The scientists who unlocked this evolutionarily important information got there by cross-referencing genetic details from salamanders in various Ohio wetlands with the distance the animals would walk on a treadmill before tiring out.
The research, published online this month in the journal Functional Ecology, is the work of scientists at The Ohio State University who want to better understand how and where salamanders procreate and how that fits into work to preserve the animals, including land conservation efforts.
It is a mystery what prompts a salamander to cross rocks, fields, streams and roads to mate and, in the process, mix up the genetics of another salamander outpost far from home, said lead author Robert Denton.
“It has to be incredibly intimidating for these tiny salamanders. They could get eaten by a crow or a raccoon. They could dry out,” said Denton, a presidential research fellow in Ohio State’s Department of Evolution, Ecology and Organismal Biology.
“This is the first study to connect physiological factors – particularly how fast they get tired of walking – with genetics showing animal movement in the field.”
Understanding these connections is critical to predicting how environmental and other changes can harm species, Denton said. Dispersal – leaving the birthplace for a new habitat – is a key element of keeping a species genetically healthy, he said.

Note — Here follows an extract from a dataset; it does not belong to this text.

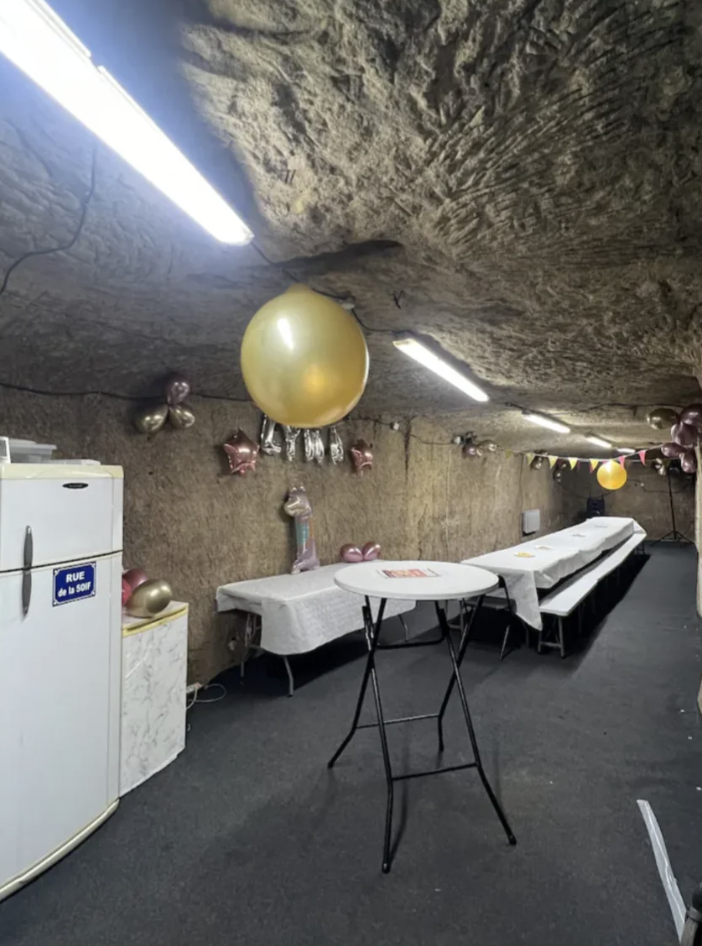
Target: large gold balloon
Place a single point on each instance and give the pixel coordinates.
(611, 475)
(149, 599)
(304, 359)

Animal travel for breeding is a complex area of research, he said. There are a lot of factors to consider, including how they decide to move, why only certain animals hit the road and how they actually complete the journey – in a series of shorter trips or all at once, for instance.

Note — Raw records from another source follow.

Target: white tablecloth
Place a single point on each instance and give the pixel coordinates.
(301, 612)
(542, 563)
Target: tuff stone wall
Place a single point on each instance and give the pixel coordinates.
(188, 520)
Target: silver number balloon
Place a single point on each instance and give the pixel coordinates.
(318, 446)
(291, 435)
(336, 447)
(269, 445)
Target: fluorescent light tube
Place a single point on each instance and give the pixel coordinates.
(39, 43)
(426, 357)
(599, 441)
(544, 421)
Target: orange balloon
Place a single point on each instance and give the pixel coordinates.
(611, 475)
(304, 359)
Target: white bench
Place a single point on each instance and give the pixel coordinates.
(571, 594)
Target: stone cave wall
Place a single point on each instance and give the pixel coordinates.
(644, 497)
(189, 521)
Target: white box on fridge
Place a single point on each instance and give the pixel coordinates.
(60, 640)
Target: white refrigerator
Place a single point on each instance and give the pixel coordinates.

And when it comes to salamanders, things get particularly tricky.
“They live these really mysterious lives – we only see them out for a couple days in the spring. They spend most of their time just hiding,” Denton said.
Furthermore, they have fragile skin that prevents insertion of any kind of tracking device.

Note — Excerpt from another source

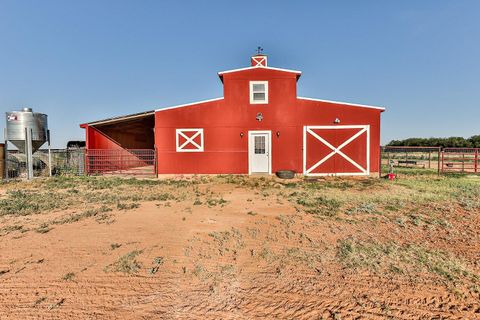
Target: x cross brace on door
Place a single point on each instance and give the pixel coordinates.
(337, 150)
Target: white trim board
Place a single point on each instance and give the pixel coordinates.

To shed light on the mystery, the researchers looked at genetic diversity and endurance in two types of mole salamanders (part of the Ambystoma genus.) One type is all-female and reproduces by cloning and sometimes borrowing sperm that males leave behind on twigs and leaves. The other type mates in a more traditional manner.
The “sexual” salamanders walked on the treadmill an average of four times longer before reaching fatigue than their all-female counterparts. Denton and his colleagues measured fatigue as the point where the salamander didn’t “right” itself within a few seconds when removed from the treadmill and placed on its back.
Prompting a salamander to walk on a miniature treadmill isn’t much of a challenge, Denton said. A small pinch of the tail or poke in the behind, and they’re off at a slow, steady pace. The treadmill – borrowed from another research team – is outfitted with plastic walls that ensure the animals don’t take a spill off the side, as they tend to not walk a straight line.
“They’re like endurance athletes. Some of them could walk for two-plus hours straight without tiring themselves,” Denton said.
“That’s like a person lightly jogging for 75 miles before wearing out.”
Genetic information collected in the wetlands lined up with the treadmill tests. Sexual salamanders were found approximately twice as far from their birthplace as the all-female cloning animals. The DNA analysis included testing of tissue samples from all known breeding wetlands in a salamander-rich area of rural Ohio. The researchers collected samples from the tail tips of 445 salamanders.
Differences between the all-female and sexual salamanders could have multiple explanations, Denton said.
“Maybe the best explanation for why sexual salamanders travel so far is because they have to: On a large landscape with few places to breed, the animals that can cross that distance are the ones that survive and reproduce,” he said.
“Perhaps the more interesting question is why the all-female salamanders don’t go very far, and we think that has to do with the physiological costs of not having sex. Essentially, not mixing up your genomic material often enough likely causes some problems for genes that you need to make energy.”
In a given wetland mating area, most of the DNA samples looked alike. But there were outliers.
“We looked for the ones that stood out like sore thumbs,” Denton said.
About 4 percent of salamanders were out of sync genetically, and could be linked to other wetlands where they were born, Denton said. That information allowed him and his colleagues to map the distances some of the animals traveled to mate.
“It was surprising to us that they go really long distances – four, five, six miles – from home,” Denton said.
The study was supported by the Ohio Biodiversity Conservation Partnership, the American Society of Ichthyologists and Herpetologists and a SciFund crowdfunding effort by Denton.
Other researchers who worked on the study were Ohio State’s H. Lisle Gibbs and Katherine Greenwald of Eastern Michigan University.